The problem is that the low-quality firm would like to be able to send the same signal, so that it will also be seen as a good firm.

So, in order for a signal to be credible ("non-mimicable" in economicese), it has to be costlier for the poorer quality firm to send than for the better quality firm. For example: firms don't like to cut dividends once they're raised them. So, raising the firm's dividend level is easier for the firm where the managers have confidence that the firm will be able to sustain the new, higher payout than for weaker firms.

Kevin Laws at VentureBlog uses this concept to explain how venture capitalists look at certain characteristics of startup firms to separate the good ones from the rest. He's also got a great analogy that I'll probably use in my class involving (of all things) peacocks:

Peahens like long tails, so a peacock with a big beautiful tail is more likely to mate and produce offspring. But that just pushes the problem back a level – after all, peahens shouldn’t like long tails if it makes their mates (and thus their children) more likely to be eaten.

Except that they have another incentive: they want to mate with only the best peacock to maximize their children’s success.

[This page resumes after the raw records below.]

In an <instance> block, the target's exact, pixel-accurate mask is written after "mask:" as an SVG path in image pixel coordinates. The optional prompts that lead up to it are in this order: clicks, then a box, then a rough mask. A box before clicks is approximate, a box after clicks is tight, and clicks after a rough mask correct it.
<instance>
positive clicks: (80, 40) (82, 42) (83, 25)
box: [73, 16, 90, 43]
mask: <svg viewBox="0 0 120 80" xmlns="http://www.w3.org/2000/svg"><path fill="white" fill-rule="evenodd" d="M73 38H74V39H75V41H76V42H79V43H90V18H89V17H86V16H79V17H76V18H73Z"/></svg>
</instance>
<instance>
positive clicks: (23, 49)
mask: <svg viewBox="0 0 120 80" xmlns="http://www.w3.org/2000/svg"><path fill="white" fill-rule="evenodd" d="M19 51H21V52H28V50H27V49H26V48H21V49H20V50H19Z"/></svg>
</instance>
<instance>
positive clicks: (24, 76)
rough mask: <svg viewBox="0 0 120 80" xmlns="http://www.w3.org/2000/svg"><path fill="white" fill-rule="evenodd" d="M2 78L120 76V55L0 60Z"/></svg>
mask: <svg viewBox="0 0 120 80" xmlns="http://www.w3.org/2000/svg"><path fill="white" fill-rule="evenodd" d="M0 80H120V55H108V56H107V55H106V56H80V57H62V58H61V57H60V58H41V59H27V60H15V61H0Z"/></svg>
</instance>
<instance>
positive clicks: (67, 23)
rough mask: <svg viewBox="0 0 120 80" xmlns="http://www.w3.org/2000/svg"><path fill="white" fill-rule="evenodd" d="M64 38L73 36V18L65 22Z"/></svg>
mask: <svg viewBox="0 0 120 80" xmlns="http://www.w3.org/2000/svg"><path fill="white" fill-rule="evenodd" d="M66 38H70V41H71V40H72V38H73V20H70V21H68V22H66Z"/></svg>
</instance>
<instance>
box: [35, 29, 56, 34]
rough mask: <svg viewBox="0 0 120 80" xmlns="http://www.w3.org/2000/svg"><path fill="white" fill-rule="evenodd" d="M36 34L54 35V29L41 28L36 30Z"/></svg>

But it’s hard to tell a good peacock just by looking at it (I know I can’t). You can’t tell if he’s healthy, has good eyesight, and can run fast. Since the peahen only sees the peacock during the mating ritual, she has to guess.

The tail resolves this dilemma. After all, it makes the peacock pretty easy for predators to spot and catch. It takes a clever, fast, healthy peacock to have such a ridiculous disadvantage and still survive. The bigger the tail, the bigger the disadvantage and the better the peacock has to be to survive. Though not useful by itself, it is useful in instantly communicating something that would normally take a long time to observe. For peacocks, size does matter.

By now, the relationship to venture financing should be obvious. Some features venture investors seek in a company are not directly related to the chances a company will succeed. Instead, many of the items are “peacock feathers” – ways for a venture investor to besure the company is not just puffing up for the mating ritual.